Everything was insecure. Encryption was rare, and even if present was usually quite weak. Security was an afterthought, and lots of people broke their computers downloading or running the wrong thing.
Nope, I think 2005-2015 was the golden age of the internet. Late enough to where the tech started to support easy, democratized use, but early enough that the corporations didn't ruin everything.
If the web today didn't consist of "5 websites each with screenshots from the other 4", that could be even more competitive now when search engines have figured out how to monetize bullshit.
That's a feature of the POP3 protocol, not mandatory, though usually used. Now people usually use IMAP and web frontends, and sometimes Exchange.
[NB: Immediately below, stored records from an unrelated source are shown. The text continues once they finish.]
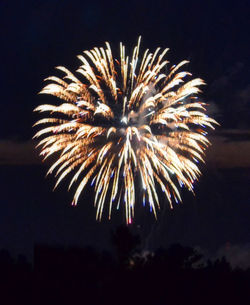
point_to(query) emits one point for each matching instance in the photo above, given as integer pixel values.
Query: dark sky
(36, 36)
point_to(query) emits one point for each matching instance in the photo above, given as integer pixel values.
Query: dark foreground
(177, 275)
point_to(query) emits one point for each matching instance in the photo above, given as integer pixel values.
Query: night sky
(214, 36)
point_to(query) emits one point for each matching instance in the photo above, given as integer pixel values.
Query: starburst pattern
(129, 126)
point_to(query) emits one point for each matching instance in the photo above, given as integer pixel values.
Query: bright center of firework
(125, 123)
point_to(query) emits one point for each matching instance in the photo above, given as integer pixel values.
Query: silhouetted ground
(176, 275)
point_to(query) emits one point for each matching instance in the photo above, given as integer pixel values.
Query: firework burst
(128, 127)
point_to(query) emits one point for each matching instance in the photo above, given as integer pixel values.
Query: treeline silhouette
(177, 275)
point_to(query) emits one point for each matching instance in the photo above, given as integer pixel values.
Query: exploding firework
(130, 128)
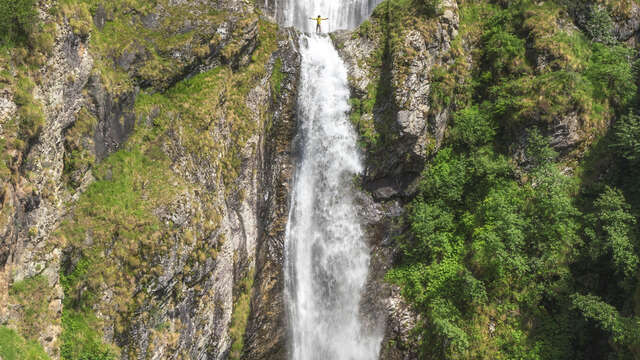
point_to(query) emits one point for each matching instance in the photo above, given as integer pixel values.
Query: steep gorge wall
(199, 204)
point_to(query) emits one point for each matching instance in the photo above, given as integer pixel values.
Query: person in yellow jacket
(319, 20)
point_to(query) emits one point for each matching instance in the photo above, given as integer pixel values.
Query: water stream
(326, 258)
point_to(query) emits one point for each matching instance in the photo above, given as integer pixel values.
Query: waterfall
(326, 257)
(342, 14)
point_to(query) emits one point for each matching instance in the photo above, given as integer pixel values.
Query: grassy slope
(134, 182)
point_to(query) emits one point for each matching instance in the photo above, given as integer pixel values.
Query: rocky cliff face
(267, 328)
(179, 300)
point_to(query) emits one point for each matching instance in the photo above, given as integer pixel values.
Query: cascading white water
(326, 259)
(342, 14)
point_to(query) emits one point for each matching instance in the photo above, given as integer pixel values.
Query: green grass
(33, 296)
(15, 347)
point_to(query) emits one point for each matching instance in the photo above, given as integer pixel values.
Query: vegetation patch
(240, 315)
(15, 347)
(32, 295)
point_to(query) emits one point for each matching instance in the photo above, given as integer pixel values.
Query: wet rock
(266, 331)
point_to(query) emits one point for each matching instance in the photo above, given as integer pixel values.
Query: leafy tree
(600, 26)
(472, 127)
(624, 331)
(610, 232)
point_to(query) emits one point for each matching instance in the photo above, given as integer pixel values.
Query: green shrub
(600, 26)
(627, 137)
(15, 347)
(81, 338)
(472, 127)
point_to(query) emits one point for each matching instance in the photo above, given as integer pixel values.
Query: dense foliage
(17, 19)
(533, 256)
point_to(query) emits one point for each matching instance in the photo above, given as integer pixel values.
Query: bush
(600, 26)
(17, 19)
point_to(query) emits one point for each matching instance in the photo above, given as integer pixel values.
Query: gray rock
(266, 330)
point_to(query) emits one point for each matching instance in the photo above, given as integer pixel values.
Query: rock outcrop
(403, 113)
(267, 329)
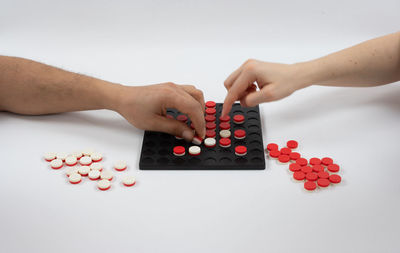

That was the normal way, yes, because disk space is not endless.
Maybe that's how it should have been still.
That's a fact. Well, at the same time popular knowledge that nothing is secure leads, paradoxically, to more security. People knowing everything they say is unprotected will be more responsible. That's one thing that has sort of become better technically, but worse socially.
I think I agree, except more like 2004-2011 for me.
A map in your browser with full scrolling and zooming may have been impressive back then, it's true. But you know what's impressive today?
A map in your terminal with full scrolling and zooming. 😎
That time period was after everything was monetized and full of ads though.
You don't remember NetZero, do you? A free dial up ISP that gave free Internet connections under the condition that you give up like 25% of your screen to animated banner ads while you're online.
Or BonziBuddy? Literal spyware.
What about all the MSIE toolbars, some of which had spyware, and many of which had ads?
Or just plain old email spam in the days before more sophisticated filters came out?
C'mon, you're looking at the 1990s through rose tinted glasses. I'd argue that the typical web user saw more ads in 1998 than in 2008.
I used NetZero dialup and played shooters online. I'd get killed a LOT with the lag. Also I uninstalled that damned ape buddy from dozens of peoples machines.
I remember that if you feared everything and only used programs and visited websites your friends recommended, you'd be much better than now. If you were careless, you had a bunch of banners and a porn blocker at the end of the day.
There's something refreshing in this TBH.